The Chiloé Archipelago is a large group of islands in the Patagonia area of South America. I decided to spend a couple of nights in Castro, a small town on the island of Grand Chiloé. It is a beautiful island with lots of green vegetation and a national park.

However, I was really only interested in one thing, sea kayaking. Ever since I arrived in South America, I have been trying to get in a kayak. Finally, I had the opportunity and did not waste it. I quickly located a company specialising in kayaking and made arrangements to go on a 3 hour trip the following day.

The weather was not great, it rained at times. The experience was terrific, though and I look forward to the next time. My thanks to Claudio of Chiloexpediciones for a great day.

Santiago

From La Serena in Chile, I travelled to the capital, Santiago. I had been told by Rodrigo, one of my Portuguese travelling companions in Bolivia, not to expect much and that it was not really worth a visit. Well, as I was travelling south and it was on the way, I decided to spend a couple of nights there anyway. Rodrigo was right, however, and I was quite disappointed.

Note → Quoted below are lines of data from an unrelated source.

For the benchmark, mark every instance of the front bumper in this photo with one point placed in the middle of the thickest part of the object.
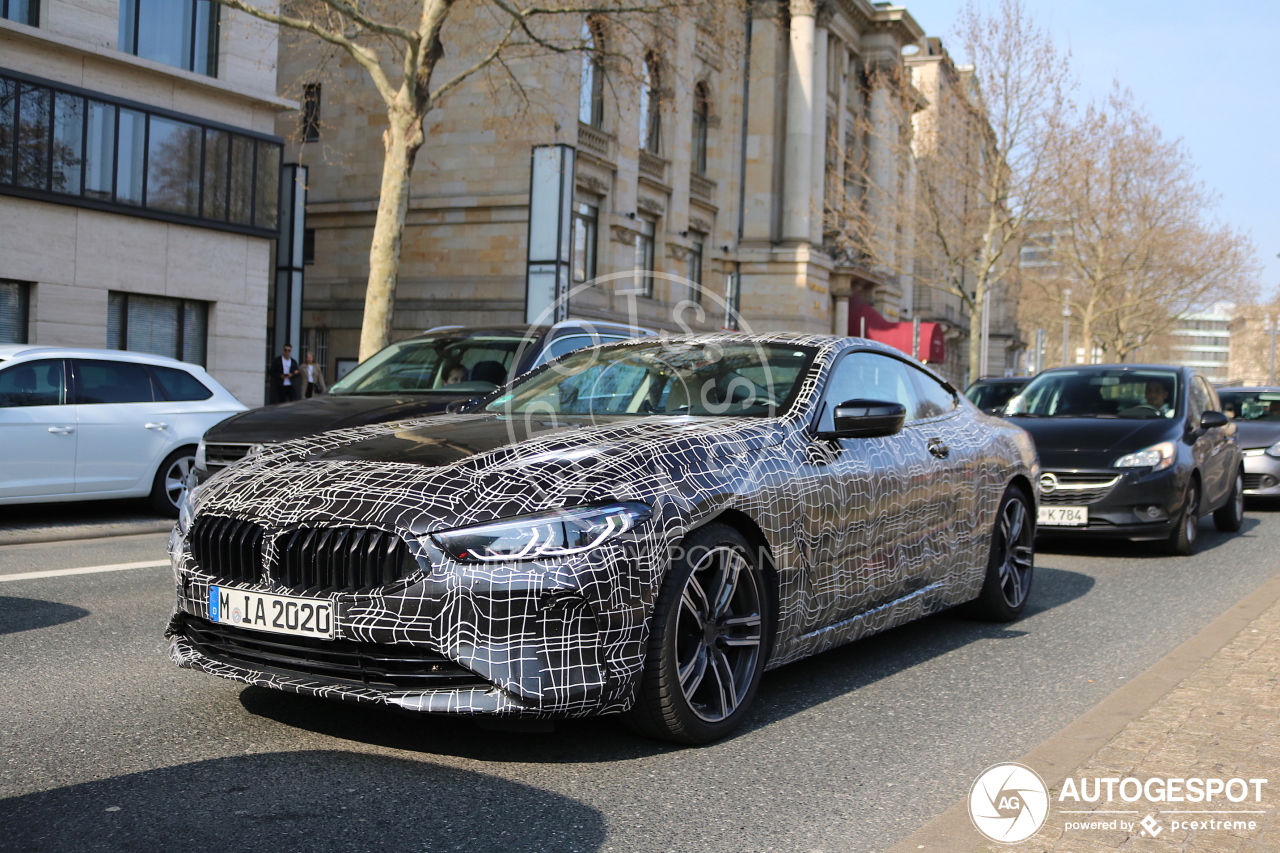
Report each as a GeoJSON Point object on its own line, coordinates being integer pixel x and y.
{"type": "Point", "coordinates": [1142, 505]}
{"type": "Point", "coordinates": [544, 639]}
{"type": "Point", "coordinates": [1261, 473]}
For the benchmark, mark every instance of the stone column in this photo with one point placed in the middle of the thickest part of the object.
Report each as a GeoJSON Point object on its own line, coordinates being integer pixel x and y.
{"type": "Point", "coordinates": [798, 174]}
{"type": "Point", "coordinates": [818, 162]}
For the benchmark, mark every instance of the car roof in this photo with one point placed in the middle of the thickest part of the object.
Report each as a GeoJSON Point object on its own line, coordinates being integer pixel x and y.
{"type": "Point", "coordinates": [10, 351]}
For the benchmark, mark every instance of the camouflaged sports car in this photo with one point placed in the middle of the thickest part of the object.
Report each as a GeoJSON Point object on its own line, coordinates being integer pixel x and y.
{"type": "Point", "coordinates": [640, 528]}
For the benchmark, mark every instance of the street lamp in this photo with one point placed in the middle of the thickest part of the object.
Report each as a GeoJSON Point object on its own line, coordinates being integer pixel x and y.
{"type": "Point", "coordinates": [1066, 322]}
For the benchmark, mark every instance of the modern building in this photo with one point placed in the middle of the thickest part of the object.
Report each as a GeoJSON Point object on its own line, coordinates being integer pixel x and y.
{"type": "Point", "coordinates": [140, 179]}
{"type": "Point", "coordinates": [1203, 341]}
{"type": "Point", "coordinates": [704, 150]}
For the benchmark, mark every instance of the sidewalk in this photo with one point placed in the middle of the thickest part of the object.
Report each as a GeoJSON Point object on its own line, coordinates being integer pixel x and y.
{"type": "Point", "coordinates": [1217, 719]}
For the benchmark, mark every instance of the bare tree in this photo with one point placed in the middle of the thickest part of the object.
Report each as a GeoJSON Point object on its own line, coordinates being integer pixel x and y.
{"type": "Point", "coordinates": [1125, 229]}
{"type": "Point", "coordinates": [401, 44]}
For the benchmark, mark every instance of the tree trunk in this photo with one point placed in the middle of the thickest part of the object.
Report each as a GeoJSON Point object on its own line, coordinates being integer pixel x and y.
{"type": "Point", "coordinates": [401, 142]}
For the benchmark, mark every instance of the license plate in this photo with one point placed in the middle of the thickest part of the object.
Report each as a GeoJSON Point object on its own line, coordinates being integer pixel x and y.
{"type": "Point", "coordinates": [272, 614]}
{"type": "Point", "coordinates": [1063, 516]}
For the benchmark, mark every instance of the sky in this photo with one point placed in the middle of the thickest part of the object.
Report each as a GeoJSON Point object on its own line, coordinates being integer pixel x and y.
{"type": "Point", "coordinates": [1203, 72]}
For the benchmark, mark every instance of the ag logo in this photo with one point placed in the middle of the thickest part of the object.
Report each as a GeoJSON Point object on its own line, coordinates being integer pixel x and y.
{"type": "Point", "coordinates": [1009, 803]}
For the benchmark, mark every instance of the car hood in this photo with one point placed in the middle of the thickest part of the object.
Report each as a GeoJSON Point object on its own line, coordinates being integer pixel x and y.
{"type": "Point", "coordinates": [284, 422]}
{"type": "Point", "coordinates": [453, 470]}
{"type": "Point", "coordinates": [1257, 433]}
{"type": "Point", "coordinates": [1092, 442]}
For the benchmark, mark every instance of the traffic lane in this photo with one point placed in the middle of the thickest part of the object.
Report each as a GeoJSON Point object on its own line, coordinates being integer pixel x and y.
{"type": "Point", "coordinates": [49, 556]}
{"type": "Point", "coordinates": [849, 751]}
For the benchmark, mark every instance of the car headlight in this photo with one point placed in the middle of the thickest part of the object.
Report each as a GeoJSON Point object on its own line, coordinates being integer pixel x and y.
{"type": "Point", "coordinates": [1157, 457]}
{"type": "Point", "coordinates": [547, 534]}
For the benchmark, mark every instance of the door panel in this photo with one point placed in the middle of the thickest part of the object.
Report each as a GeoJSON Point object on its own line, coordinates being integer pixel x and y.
{"type": "Point", "coordinates": [123, 430]}
{"type": "Point", "coordinates": [37, 430]}
{"type": "Point", "coordinates": [871, 534]}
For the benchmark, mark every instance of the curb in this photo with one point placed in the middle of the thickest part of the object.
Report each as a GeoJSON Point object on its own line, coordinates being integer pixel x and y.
{"type": "Point", "coordinates": [69, 534]}
{"type": "Point", "coordinates": [1055, 758]}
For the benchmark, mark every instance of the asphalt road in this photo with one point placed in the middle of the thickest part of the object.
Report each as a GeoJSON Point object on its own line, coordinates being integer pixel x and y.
{"type": "Point", "coordinates": [104, 746]}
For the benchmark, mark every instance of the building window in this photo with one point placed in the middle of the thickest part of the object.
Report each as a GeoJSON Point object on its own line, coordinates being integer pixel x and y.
{"type": "Point", "coordinates": [702, 110]}
{"type": "Point", "coordinates": [21, 10]}
{"type": "Point", "coordinates": [14, 311]}
{"type": "Point", "coordinates": [694, 270]}
{"type": "Point", "coordinates": [182, 33]}
{"type": "Point", "coordinates": [311, 112]}
{"type": "Point", "coordinates": [67, 144]}
{"type": "Point", "coordinates": [590, 94]}
{"type": "Point", "coordinates": [644, 258]}
{"type": "Point", "coordinates": [650, 114]}
{"type": "Point", "coordinates": [155, 324]}
{"type": "Point", "coordinates": [586, 222]}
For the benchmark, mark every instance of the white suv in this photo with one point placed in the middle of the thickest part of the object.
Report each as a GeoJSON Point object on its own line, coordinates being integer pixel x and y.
{"type": "Point", "coordinates": [86, 424]}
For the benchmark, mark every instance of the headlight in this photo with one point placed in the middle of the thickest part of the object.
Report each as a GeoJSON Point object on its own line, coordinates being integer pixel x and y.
{"type": "Point", "coordinates": [547, 534]}
{"type": "Point", "coordinates": [1157, 457]}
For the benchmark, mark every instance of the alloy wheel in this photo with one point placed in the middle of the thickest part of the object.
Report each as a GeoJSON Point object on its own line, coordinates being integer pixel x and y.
{"type": "Point", "coordinates": [1016, 539]}
{"type": "Point", "coordinates": [718, 634]}
{"type": "Point", "coordinates": [176, 478]}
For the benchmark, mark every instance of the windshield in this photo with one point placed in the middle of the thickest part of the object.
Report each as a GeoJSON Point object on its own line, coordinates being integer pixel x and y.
{"type": "Point", "coordinates": [993, 396]}
{"type": "Point", "coordinates": [472, 365]}
{"type": "Point", "coordinates": [700, 379]}
{"type": "Point", "coordinates": [1098, 393]}
{"type": "Point", "coordinates": [1251, 405]}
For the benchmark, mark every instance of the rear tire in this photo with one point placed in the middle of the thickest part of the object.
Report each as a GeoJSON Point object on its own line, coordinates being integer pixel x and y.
{"type": "Point", "coordinates": [707, 647]}
{"type": "Point", "coordinates": [170, 480]}
{"type": "Point", "coordinates": [1011, 561]}
{"type": "Point", "coordinates": [1230, 516]}
{"type": "Point", "coordinates": [1182, 541]}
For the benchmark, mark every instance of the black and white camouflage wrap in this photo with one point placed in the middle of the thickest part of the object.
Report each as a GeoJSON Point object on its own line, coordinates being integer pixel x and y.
{"type": "Point", "coordinates": [859, 536]}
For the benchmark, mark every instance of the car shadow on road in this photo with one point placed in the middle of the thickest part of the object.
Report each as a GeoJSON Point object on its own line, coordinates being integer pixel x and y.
{"type": "Point", "coordinates": [785, 692]}
{"type": "Point", "coordinates": [28, 614]}
{"type": "Point", "coordinates": [312, 801]}
{"type": "Point", "coordinates": [1210, 538]}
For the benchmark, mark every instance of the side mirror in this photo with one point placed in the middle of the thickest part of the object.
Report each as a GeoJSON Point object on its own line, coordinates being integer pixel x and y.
{"type": "Point", "coordinates": [460, 406]}
{"type": "Point", "coordinates": [867, 419]}
{"type": "Point", "coordinates": [1211, 419]}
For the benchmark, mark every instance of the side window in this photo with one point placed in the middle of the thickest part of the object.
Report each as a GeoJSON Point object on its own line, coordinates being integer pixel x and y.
{"type": "Point", "coordinates": [935, 398]}
{"type": "Point", "coordinates": [868, 375]}
{"type": "Point", "coordinates": [178, 384]}
{"type": "Point", "coordinates": [112, 382]}
{"type": "Point", "coordinates": [33, 383]}
{"type": "Point", "coordinates": [566, 343]}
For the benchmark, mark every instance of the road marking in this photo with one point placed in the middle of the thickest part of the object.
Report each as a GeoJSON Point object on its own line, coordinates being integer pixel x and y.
{"type": "Point", "coordinates": [86, 570]}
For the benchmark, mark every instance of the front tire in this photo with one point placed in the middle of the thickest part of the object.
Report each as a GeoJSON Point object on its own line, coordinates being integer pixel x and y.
{"type": "Point", "coordinates": [707, 647]}
{"type": "Point", "coordinates": [170, 480]}
{"type": "Point", "coordinates": [1182, 541]}
{"type": "Point", "coordinates": [1011, 561]}
{"type": "Point", "coordinates": [1230, 516]}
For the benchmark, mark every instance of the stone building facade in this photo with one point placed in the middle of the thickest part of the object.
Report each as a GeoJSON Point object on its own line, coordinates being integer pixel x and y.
{"type": "Point", "coordinates": [704, 147]}
{"type": "Point", "coordinates": [138, 179]}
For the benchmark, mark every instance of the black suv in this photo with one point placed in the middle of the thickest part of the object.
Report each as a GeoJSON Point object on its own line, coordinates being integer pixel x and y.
{"type": "Point", "coordinates": [415, 377]}
{"type": "Point", "coordinates": [1136, 451]}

Santiago is a big, modern city. Wide, tree lined streets. Nice modern architecture was in abundance. A modern metro transport system. It just did not fire me up. Nothing to get excited about. I did the  city, hop on – hop off tour and the only place I thought would be worth a visit, the funicular railway, was shut due to a strike by local workers. I went to a big shopping mall instead, which turned out to be the highlight of my visit.

 

La Serena

Arriving back in San Pedro de Atacama, Chile, after visiting the Salar de Uyuni in Bolivia, I only had a short time to feed myself and repack my hunchback before catching an overnight bus to La Serena. I did make time to have an argument with the tour operator about the driver who accidentally took us off road on the way back to the border but I was wasting my time.

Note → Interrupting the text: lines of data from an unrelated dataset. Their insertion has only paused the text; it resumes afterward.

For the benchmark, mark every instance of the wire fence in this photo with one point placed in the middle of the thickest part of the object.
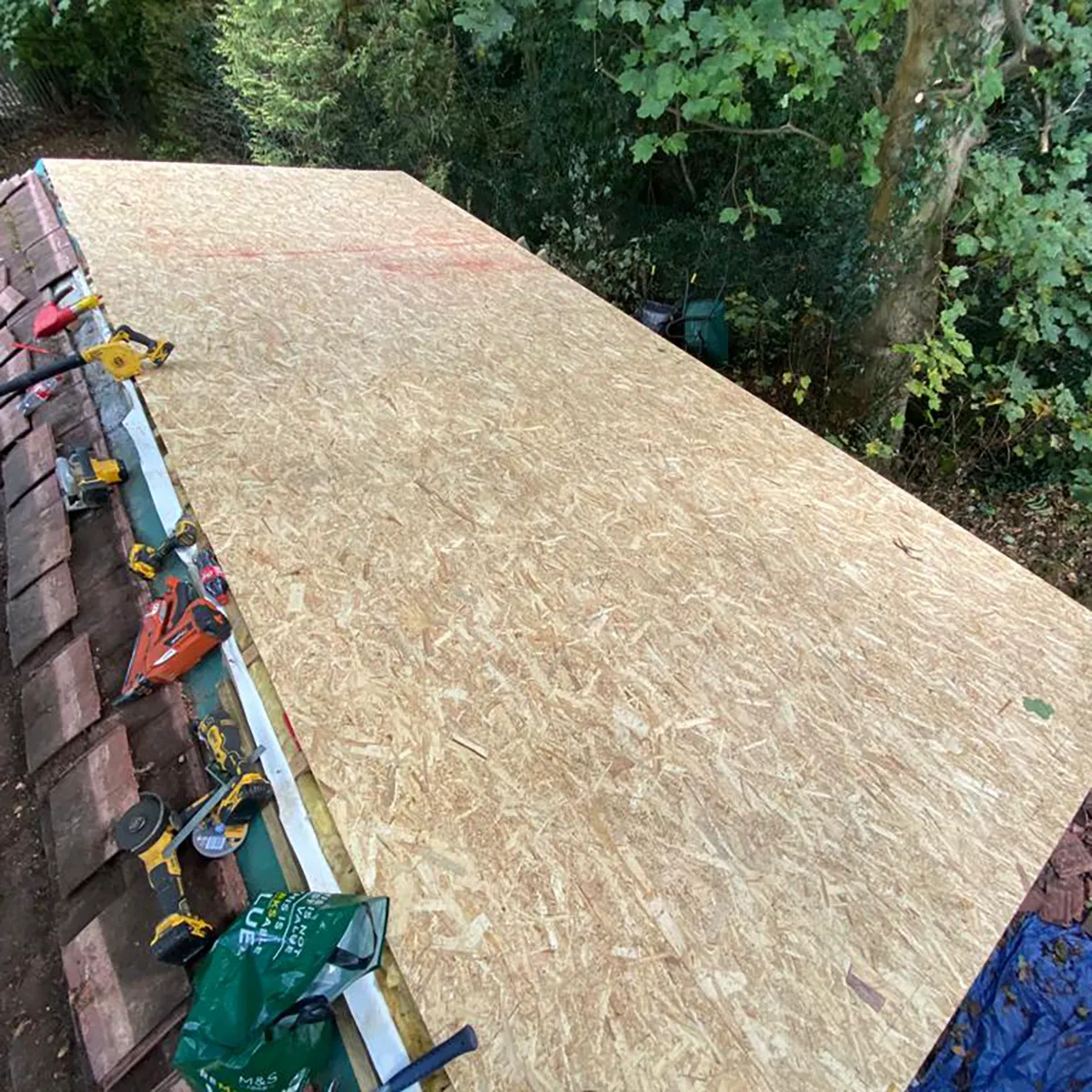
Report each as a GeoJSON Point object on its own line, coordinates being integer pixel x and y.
{"type": "Point", "coordinates": [26, 96]}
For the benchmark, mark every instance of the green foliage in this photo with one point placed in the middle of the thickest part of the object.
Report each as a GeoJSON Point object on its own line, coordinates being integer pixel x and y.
{"type": "Point", "coordinates": [287, 66]}
{"type": "Point", "coordinates": [87, 49]}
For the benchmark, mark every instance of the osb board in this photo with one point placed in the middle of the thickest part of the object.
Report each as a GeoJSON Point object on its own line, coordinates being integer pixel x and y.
{"type": "Point", "coordinates": [653, 713]}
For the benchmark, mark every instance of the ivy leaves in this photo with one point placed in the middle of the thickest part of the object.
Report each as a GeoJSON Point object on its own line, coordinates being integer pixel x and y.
{"type": "Point", "coordinates": [703, 68]}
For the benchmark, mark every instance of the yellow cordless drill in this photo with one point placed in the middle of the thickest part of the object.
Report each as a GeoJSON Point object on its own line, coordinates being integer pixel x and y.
{"type": "Point", "coordinates": [227, 824]}
{"type": "Point", "coordinates": [147, 561]}
{"type": "Point", "coordinates": [147, 831]}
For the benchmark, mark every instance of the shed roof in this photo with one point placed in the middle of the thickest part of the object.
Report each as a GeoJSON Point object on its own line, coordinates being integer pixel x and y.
{"type": "Point", "coordinates": [692, 753]}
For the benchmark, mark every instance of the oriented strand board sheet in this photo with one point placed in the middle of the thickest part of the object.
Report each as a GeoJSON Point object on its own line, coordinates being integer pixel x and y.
{"type": "Point", "coordinates": [693, 753]}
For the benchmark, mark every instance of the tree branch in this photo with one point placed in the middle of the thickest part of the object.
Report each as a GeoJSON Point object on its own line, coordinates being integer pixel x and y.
{"type": "Point", "coordinates": [867, 69]}
{"type": "Point", "coordinates": [1014, 21]}
{"type": "Point", "coordinates": [685, 168]}
{"type": "Point", "coordinates": [784, 130]}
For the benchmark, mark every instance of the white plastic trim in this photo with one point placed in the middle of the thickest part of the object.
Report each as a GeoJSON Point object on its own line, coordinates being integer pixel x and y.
{"type": "Point", "coordinates": [365, 1002]}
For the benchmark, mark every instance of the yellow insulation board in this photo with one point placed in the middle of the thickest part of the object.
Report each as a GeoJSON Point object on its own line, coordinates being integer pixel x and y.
{"type": "Point", "coordinates": [692, 753]}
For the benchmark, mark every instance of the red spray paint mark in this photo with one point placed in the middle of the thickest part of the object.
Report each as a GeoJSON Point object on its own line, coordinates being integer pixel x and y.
{"type": "Point", "coordinates": [292, 732]}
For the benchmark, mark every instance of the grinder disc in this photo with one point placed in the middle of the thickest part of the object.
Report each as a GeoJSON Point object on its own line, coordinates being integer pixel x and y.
{"type": "Point", "coordinates": [141, 824]}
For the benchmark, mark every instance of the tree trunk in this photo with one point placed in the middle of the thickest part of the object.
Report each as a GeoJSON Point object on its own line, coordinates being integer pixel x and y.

I arrived early the next day at my hostel in La Serena and was pleasantly surprised by both the city and the accommodation, BleuBlanc Hostal. Very pleasant after roughing it for the previous week. My main objective was to relax for a couple of days but it did not quite work out. On my second evening there, I went on a trip to the observatory at Mamalluca, which was fascinating. Unfortunately, this meant not returning to the hotel until after midnight.

I had to check out by midday the following day but my bus, for Santiago, was not leaving until midnight. I decided to visit the neighbouring town of Coquimbo, which has a large cross celebrating the third millenium. I walked there and back which was a total of more than 25kms. I did manage to sleep well on the bus journey to Santiago, though.